Visual Studio 2010 SharePoint tools

Visual Studio 2010 includes support out of the box for the most common types of projects that you may want to build with SharePoint 2010 as well as new features for more easily defining features, solutions, and wizards to walk through the most common settings for each project type. Visual Studio 2010 has the following project templates built in:



  • Empty SharePoint Project

  • Web Part

  • Sequential Workflow

  • State Machine Workflow

  • Business Data Connectivity Model

  • Event Receiver

  • List Definition

  • Content Type

  • Module (Files)

  • Site Definition

  • Import Reusable Workflow

  • Import SharePoint Solution (WSP) Package
Each project is either C# or VB.NET project that contains particular initial project items. You can add typical C# or VB.NET artifacts as well. In addition Visual Studio 2010 includes additional SharePoint project items as items that you can add to any of your projects:



  • Web Part

  • Workflow Association Form

  • Workflow Instantiation Form

  • Application Page

  • List Definition from Content Type

  • List Instance

  • Empty Element

  • User Control
The project types and project items in Visual Studio 2010 are shown in Figures 2 and 3.
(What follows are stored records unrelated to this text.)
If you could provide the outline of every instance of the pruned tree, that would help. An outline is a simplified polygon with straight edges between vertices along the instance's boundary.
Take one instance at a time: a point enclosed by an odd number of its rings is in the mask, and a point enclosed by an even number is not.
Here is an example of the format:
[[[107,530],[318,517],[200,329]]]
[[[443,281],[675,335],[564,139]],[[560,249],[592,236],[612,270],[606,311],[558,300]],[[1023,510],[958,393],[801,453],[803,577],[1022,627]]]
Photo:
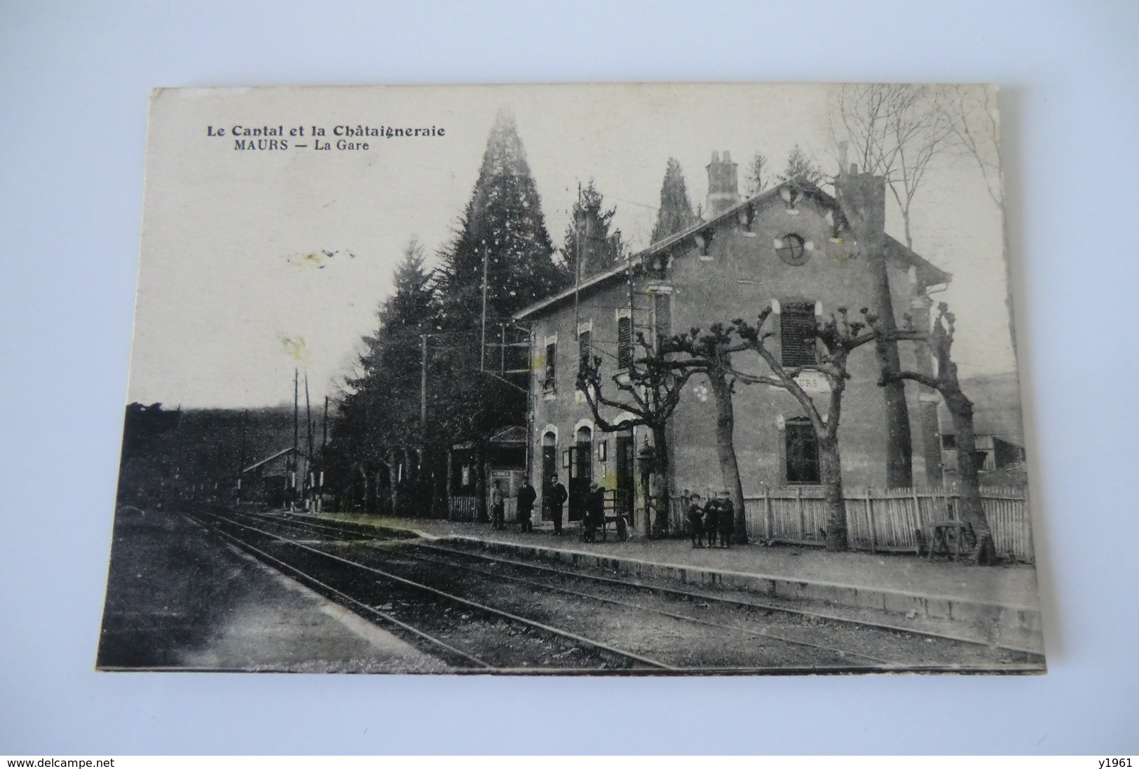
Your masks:
[[[932,329],[916,329],[912,324],[906,328],[885,330],[878,319],[868,316],[868,323],[876,337],[900,341],[911,340],[927,345],[936,363],[934,374],[917,371],[883,372],[879,385],[890,381],[908,379],[924,385],[941,394],[953,420],[957,433],[957,476],[960,481],[958,489],[958,513],[961,520],[973,527],[977,541],[974,548],[974,563],[990,565],[997,563],[997,549],[993,545],[989,519],[981,504],[981,464],[976,452],[976,431],[973,427],[973,402],[961,392],[957,379],[957,364],[951,357],[953,347],[954,321],[953,313],[944,301],[937,305],[937,317]]]
[[[704,374],[715,402],[716,454],[724,486],[731,495],[736,510],[735,540],[747,544],[747,516],[744,510],[744,487],[739,479],[739,462],[736,458],[736,413],[732,404],[736,374],[731,367],[731,355],[747,349],[746,344],[732,338],[731,325],[713,323],[706,332],[691,329],[661,344],[662,359],[657,365],[675,372]]]
[[[819,169],[814,160],[806,156],[806,152],[798,144],[795,144],[790,155],[787,156],[787,167],[779,174],[779,181],[781,182],[789,182],[792,180],[809,182],[811,184],[818,184],[822,181],[822,171]]]
[[[949,147],[951,138],[939,107],[943,94],[941,85],[844,84],[831,114],[830,129],[839,146],[839,157],[846,156],[845,144],[862,171],[886,179],[902,214],[906,246],[911,249],[913,198],[929,163]]]
[[[756,152],[747,164],[747,197],[756,196],[768,189],[768,156]]]
[[[776,336],[768,328],[771,315],[771,307],[767,307],[754,325],[737,320],[735,328],[747,348],[759,354],[772,375],[736,372],[736,377],[744,382],[771,385],[790,392],[811,421],[819,446],[819,479],[827,505],[827,549],[845,551],[850,545],[846,536],[846,501],[843,496],[838,427],[842,421],[843,392],[846,380],[850,379],[846,367],[850,354],[872,341],[876,334],[867,328],[866,322],[850,321],[846,308],[839,307],[837,315],[831,314],[828,320],[817,322],[814,338],[820,342],[817,345],[818,359],[814,363],[787,366],[768,346],[768,340]],[[827,380],[829,391],[823,407],[816,403],[798,381],[798,377],[809,371],[818,372]]]
[[[662,537],[669,531],[669,420],[677,411],[680,394],[695,371],[675,371],[666,365],[662,348],[646,341],[644,333],[637,334],[637,345],[641,356],[634,358],[629,371],[608,378],[621,396],[607,395],[609,390],[604,381],[600,356],[593,356],[577,371],[577,389],[584,392],[593,423],[601,431],[615,432],[645,425],[653,432],[656,468],[650,496],[656,501],[656,510],[652,534]],[[629,412],[633,420],[614,424],[603,415],[603,406]]]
Figure 2 – SharePoint Project Types in Visual Studio 2010.

Figure 3 – SharePoint Item Templates in Visual Studio 2010.


Each project wizard guides you through the process by asking what site you want to use to deploy and debug your solution. It also asks whether the result of the project will be deployed as a sandboxed solution as shown in figure 4.

Figure 4 – Project wizard connects the development
environment to a SharePoint instance

Visual Studio 2010 also includes support for viewing SharePoint 2010 sites through the Server Explorer. You can now use Server Explorer to look at all of the SharePoint settings for sites, lists, content types, workflow associations, and other objects. This allows you to navigate and view SharePoint sites. It simplifies the process of checking code against the implementation in the system because all of the implementation details available to you in the Visual Studio 2010 environment. For document libraries and lists it also gives you quick access to an artifact you view in the Server Explorer with a link to the SharePoint Web UI. Figure 5 shows the Server Explorer with a SharePoint site open.

Figure 5 – Server Explorer allows you to navigate SharePoint.